Już po raz 22. we francuskich Alpach w rejonie Areches-Beaofort
odbyły się największe i najtrudniejsze zawody skialpinistyczne na świecie.
W dniach 1518 marca ponad 350 zawodników rywalizowało na trasie
o łącznym przewyższeniu 9700 m. Do rywalizacji z najlepszymi czwarty raz
z rzędu dołączył jedyny reprezentant Polski w tej edycji Jacek Czech,
który wystąpił z bardzo dobrym reprezentantem Czech z Zaolzia Romanem
Grajcarem. W planach tej pary (nr startowy 26) było uplasowanie się
w pierwszej 50., co przy obecnie bardzo dużej ilości startujących,
jeszcze żadnemu z Polaków się nie udało.
Pierwszego dnia do pokonania był najtrudniejszy, liczący 2900 m
deniwelacji, etap oferujący aż 6 podejść w tym dwa w rakach. Zacięta
rywalizacja pomiędzy Francuzami: Florentem Perrier i Gregorem Gachem
(nr startowy 14) oraz Włochami: Guido Giacomelli i Hansjorgiem Lunger
(nr startowy 13) doprowadzała tysiące kibiców zgromadzonych wzdłuż całej
trasy do ekstazy.

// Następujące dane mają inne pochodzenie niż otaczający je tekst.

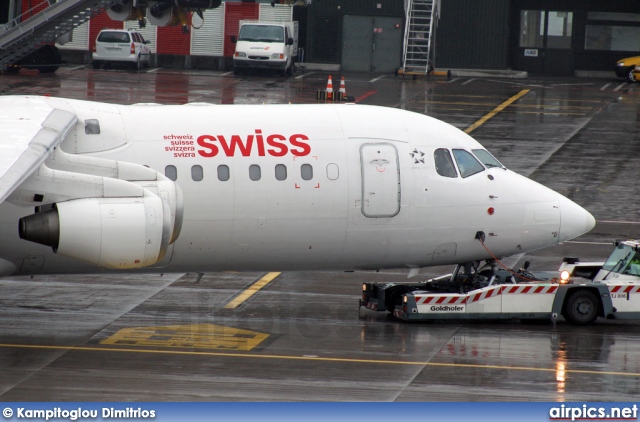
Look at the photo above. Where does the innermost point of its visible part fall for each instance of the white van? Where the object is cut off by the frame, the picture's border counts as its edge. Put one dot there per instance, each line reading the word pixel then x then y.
pixel 266 45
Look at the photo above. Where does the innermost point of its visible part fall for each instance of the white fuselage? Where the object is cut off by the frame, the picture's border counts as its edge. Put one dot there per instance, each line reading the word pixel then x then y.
pixel 284 187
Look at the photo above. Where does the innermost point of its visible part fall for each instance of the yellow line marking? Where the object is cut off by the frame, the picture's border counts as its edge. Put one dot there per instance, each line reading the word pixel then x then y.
pixel 316 358
pixel 255 287
pixel 495 111
pixel 195 336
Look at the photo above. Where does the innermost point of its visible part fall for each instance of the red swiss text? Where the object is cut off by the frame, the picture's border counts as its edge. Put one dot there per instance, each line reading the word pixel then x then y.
pixel 274 145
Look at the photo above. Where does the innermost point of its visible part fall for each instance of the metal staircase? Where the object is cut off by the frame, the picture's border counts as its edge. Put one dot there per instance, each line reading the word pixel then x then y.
pixel 418 36
pixel 29 31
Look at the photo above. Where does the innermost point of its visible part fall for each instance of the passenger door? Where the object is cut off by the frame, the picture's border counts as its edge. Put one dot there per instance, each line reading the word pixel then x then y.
pixel 380 180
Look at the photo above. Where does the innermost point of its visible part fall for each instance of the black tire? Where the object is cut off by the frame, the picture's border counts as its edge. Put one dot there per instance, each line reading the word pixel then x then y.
pixel 630 76
pixel 581 307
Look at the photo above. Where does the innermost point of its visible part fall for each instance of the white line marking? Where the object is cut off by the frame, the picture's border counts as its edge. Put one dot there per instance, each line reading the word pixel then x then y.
pixel 582 84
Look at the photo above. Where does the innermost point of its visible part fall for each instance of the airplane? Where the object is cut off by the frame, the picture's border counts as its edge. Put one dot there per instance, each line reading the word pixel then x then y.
pixel 90 187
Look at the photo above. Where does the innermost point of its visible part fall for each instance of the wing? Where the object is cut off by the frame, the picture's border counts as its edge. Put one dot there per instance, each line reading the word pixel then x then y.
pixel 29 130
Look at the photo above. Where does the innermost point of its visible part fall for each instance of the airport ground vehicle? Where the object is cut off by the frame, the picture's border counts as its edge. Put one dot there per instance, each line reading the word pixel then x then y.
pixel 266 45
pixel 506 294
pixel 628 68
pixel 122 46
pixel 623 265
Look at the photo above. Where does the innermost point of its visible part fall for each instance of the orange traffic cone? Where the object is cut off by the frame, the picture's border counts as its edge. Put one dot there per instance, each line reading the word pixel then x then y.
pixel 343 88
pixel 329 89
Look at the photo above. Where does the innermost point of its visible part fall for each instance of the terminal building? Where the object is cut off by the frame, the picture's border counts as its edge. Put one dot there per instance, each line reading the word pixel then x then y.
pixel 547 37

Do 4. dnia zespoły te zmieniały się kolejno
na prowadzeniu, a różnice były sekundowe pomimo bardzo wymagających tras
(2. i 3. dzień każdy po 2600 m deniwelacji). Dopiero 4. dzień
(1600 m deniwelacji) okazał się przełomowy. Włosi ostatecznie osłabli,
a gospodarze zasłużenie wygrali całe zawody w czasie
09 h 46 min 03 s wyprzedzając druga parę
o 06 min57 s.
Nasza śląska para walczyła dzielnie, pokonując kolejne metry stromych
podejść na nartach, w rakach i uprzężach oraz rywalizując na trudnych,
bardzo eksponowanych zjazdach i już 1. dnia zajęła rewelacyjne 45 miejsce.
Mimo wielu trudnych chwil każdego dnia nadal utrzymywali się
w pierwszej 50., zajmując ostatecznie w klasyfikacji generalnej, dzięki
dobremu
przygotowaniu i wzorowej współpracy w zespole, dobre 48. miejsce.
Kolejne Pierra Menta za rok czeka na następnych polskich zawodników,
którzy podniosą poprzeczkę o kolejny stopień, pokonają kolejną barierę
niemożliwości i przybliżą Polski skialpinizm do czołówki światowej.
W realizacji startu pomogli: PZA, „ALPINKA” i „W SKALE”.
Dziękujemy także naszym rodzinom oraz wszystkim kibicom.